As you shop for a new house, keep this in mind: you may think that the local building-code inspectors are working hard for you, making sure your new house is just right. You may take your builder’s assurance that the house “passed code” to mean that your house is free of defects. Most likely, nobody will tell you that codes inspectors’ observation time is limited to just a few minutes, and that “passing code” just means that the local codes guys rubber-stamped the house. It doesn’t mean that the house is right, or anywhere close to right.
Your real estate agent may just be the most experienced, dead-honest agent in town, and she may have only your best interests at heart. But chances are that your real estate agent won’t know much about house parts and how they go together. So your real estate agent probably will recommend that you hire a home inspector who’s on her personal “good home inspector” list. She’ll tell you that the home inspector she recommends is not just good, but excellent. She won’t tell you that a real estate agent’s assessment of home-inspector talent goes something like this: A home inspector who never costs me a commission is really, really good. A home inspector who costs me even one measly commission is really, really bad. Of course, not all real estate agents think this way—just the great majority of them, and probably the one who’s representing you.

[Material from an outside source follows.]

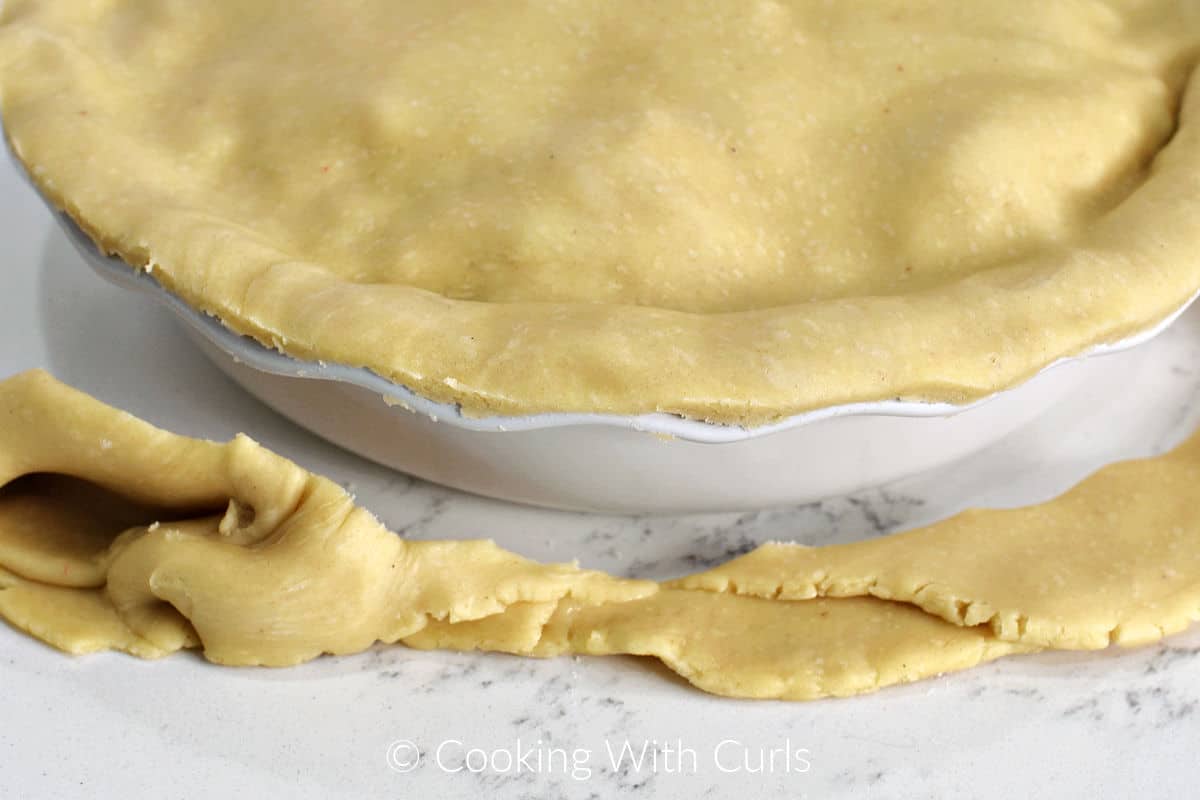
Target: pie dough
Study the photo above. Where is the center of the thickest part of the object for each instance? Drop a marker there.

A home inspector’s assessment of a real estate agent goes something like this: She sends me business because I’m thorough, thoughtful, professional, objective and honest. It’s not because of all those times I washed the green slime out of the nasty whirlpool tubs and wrote in my report that the tubs were “functional.” It’s not because I told her buyers that the heat-and-air equipment “appeared adequate,” even though it was 25 years old. It’s not because I’m her willing thrall, her huckleberry, and if need be, her car washer and baby sitter.
Just to add my personal—and professional—opinion, based on 20 or so years of home-inspection work: find a real estate agent who is independently wealthy. You don’t want one who has to make her next sale to keep the lights on at her own house. You want one who will be financially secure until her death, even if she never sells another house. If you’re lucky enough to find such a real estate agent, she might just refer you to a home inspector who will tell you the whole truth.
If you’re choosing a home inspector to check out a new house, you want one who knows the local building codes well. You want a home inspector who knows which parts of the building code local builders ignore every day. Any decent local home inspector should be able to instantly list at least three code violations that show up on every new house in Middle Tennessee.